Monster croc probably ate large dinosaurs

WASHINGTON -- Watchful and still, a monster crocodile waited in the waters of an African river for a large animal to lean over and drink. When the moment was right, the predator lashed out and grabbed the prey in his toothy jaws. The struggle was brief.

That's a scene researchers believe was routine in a lush river valley some 110 million years ago. The prey could have been a large dinosaur, but the crocodile was immense -- longer than a school bus and weighing about 10 tons.

Dinosaur hunters led by Paul C. Sereno of the University of Chicago uncovered fossilized remains of the giant croc and for the first time assembled them into a replica of the ancient reptile.

"When this thing grew into an adult it was really a monster," Sereno said in an interview. "This thing could have easily pulled down a good-sized dinosaur."

The fossils were found last year in what is now a desert in Niger. In the age of the dinosaurs, the location was a verdant river valley, alive with dinosaurs and at least five types of crocodiles, including a monster species called Sarcosuchus imperator, or "flesh crocodile emperor."

Sarcosuchus was first discovered by French scientists in 1964, but the Sereno find is the most complete fossil skeleton known.

"This new material gives us a good look at hyper giant crocodiles," said Sereno in a statement. "No one had enough of the skull and skeleton to really nail any of the true croc giants until now."

Ambush predator

Sereno said that the elongated skull of the Sarcosuchus (pronounced SARK-oh-SOOK-us) is about six feet in length and dominated by narrow jaws studded with more than 100 teeth. The upper jaw, tipped with large, sharp and powerful incisors, overlaps the lower jaw, an ideal design to lock and hold onto flesh.

"The teeth are incredibly stout," he said. "They are crushing, penetrating teeth," which means the animal probably fed on land animals more than on fish and turtles, the most common food of modern crocodiles and alligators.

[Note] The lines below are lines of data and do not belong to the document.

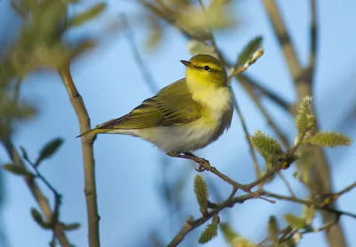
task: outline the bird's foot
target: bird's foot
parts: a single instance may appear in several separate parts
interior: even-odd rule
[[[189,159],[195,161],[199,164],[198,168],[195,168],[195,170],[198,172],[202,172],[204,171],[209,170],[208,168],[211,168],[210,163],[208,160],[200,158],[198,156],[196,156],[190,152],[184,152],[182,154],[178,154],[175,152],[168,152],[167,155],[171,157],[178,157],[178,158],[183,158],[183,159]]]

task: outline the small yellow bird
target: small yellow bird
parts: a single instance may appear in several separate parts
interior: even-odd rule
[[[163,88],[129,114],[78,137],[132,135],[153,143],[168,155],[196,160],[191,151],[206,147],[229,129],[233,96],[226,71],[214,57],[200,54],[181,62],[186,66],[185,78]]]

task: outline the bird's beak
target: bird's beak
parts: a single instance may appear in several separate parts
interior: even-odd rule
[[[186,67],[190,67],[190,66],[191,65],[191,62],[190,62],[190,61],[181,60],[181,62],[182,62],[182,64],[184,64]]]

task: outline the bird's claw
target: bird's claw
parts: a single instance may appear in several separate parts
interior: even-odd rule
[[[205,169],[201,164],[199,164],[199,167],[195,168],[195,171],[197,171],[198,172],[202,172],[204,171],[206,171],[206,169]]]

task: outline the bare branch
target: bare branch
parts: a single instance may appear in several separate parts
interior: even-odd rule
[[[68,95],[70,100],[70,103],[76,111],[79,126],[80,132],[85,132],[90,130],[90,118],[88,112],[86,111],[83,99],[73,83],[72,76],[69,71],[69,66],[60,69],[59,74],[61,75],[61,80],[64,86],[67,89]],[[86,200],[87,209],[87,220],[88,220],[88,237],[90,247],[100,246],[100,235],[99,235],[99,220],[100,217],[98,214],[98,205],[96,197],[96,185],[95,185],[95,163],[94,155],[93,150],[93,144],[94,139],[89,139],[92,137],[82,137],[82,150],[83,150],[83,160],[84,160],[84,171],[85,171],[85,194]]]
[[[136,61],[136,64],[140,67],[140,70],[142,73],[142,77],[145,80],[147,85],[149,86],[150,90],[156,93],[158,91],[158,87],[157,84],[154,82],[153,77],[151,76],[149,69],[146,68],[142,58],[140,55],[139,49],[137,48],[136,43],[134,41],[134,33],[126,17],[123,14],[121,15],[121,20],[123,22],[124,27],[125,28],[125,33],[127,36],[127,41],[131,46],[131,51],[134,53],[134,58]]]
[[[273,26],[279,45],[282,48],[289,71],[296,84],[299,77],[302,76],[303,68],[296,56],[295,49],[293,46],[290,36],[287,31],[279,7],[277,6],[275,0],[263,0],[263,2],[268,13],[268,17]]]

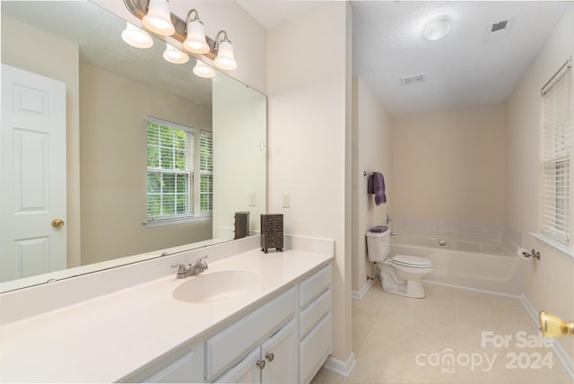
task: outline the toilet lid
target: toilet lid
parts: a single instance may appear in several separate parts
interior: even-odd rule
[[[393,258],[393,264],[404,266],[414,266],[417,268],[432,266],[432,262],[428,258],[418,256],[396,255]]]

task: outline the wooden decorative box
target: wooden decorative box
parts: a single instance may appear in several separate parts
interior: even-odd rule
[[[261,250],[267,253],[267,249],[274,248],[283,251],[283,215],[261,215]]]

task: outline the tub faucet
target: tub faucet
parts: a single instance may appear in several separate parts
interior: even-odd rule
[[[207,263],[204,261],[205,258],[207,258],[207,256],[204,256],[203,257],[199,258],[193,266],[190,264],[189,268],[186,268],[186,266],[184,266],[183,264],[176,264],[175,266],[171,266],[174,268],[176,266],[178,267],[178,275],[176,275],[176,277],[178,277],[178,279],[185,279],[186,277],[195,276],[196,275],[201,274],[205,269],[207,269]]]

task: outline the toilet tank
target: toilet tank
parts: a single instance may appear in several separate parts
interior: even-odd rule
[[[391,251],[389,233],[388,230],[382,232],[367,231],[367,253],[370,261],[382,263],[388,257]]]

Sereno said the animal's eye sockets are rotated upward, enabling it to remain submerged in water while watching the shoreline.

"This suggests it was an ambush predator, hiding under the water and then surging out to grab anything lounging on the shore," he said.

Modern crocodiles living in African rivers often grab large animals, such as wildebeest and zebras, and drag them into the water where they are drowned and then torn apart.

Sarcosuchus probably did the same thing, said Sereno, but because the ancient animal was so large, it could easily handle huge dinosaurs, including the massive long-necked, small-headed sauro-pods that were common in that African region.

"A small sauropod, 20 or 30 feet in length, would have been no problem," said Sereno. He said the giant crock probably remained still in the water until an animal came to drink and then it whipped its jaws out and sunk its teeth into its prey.

"And that would have been it," Sereno.

Michael Parrish, chairman of biology at Northern Illinois University and a noted dinosaur researcher, called the Sereno discovery "an important find."

Sarcosuchus was already known, said Parrish, "but this is a much more complete skeleton" and proves how big the animal was.

"A lot of people have not appreciated how big these crocodiles got," he said.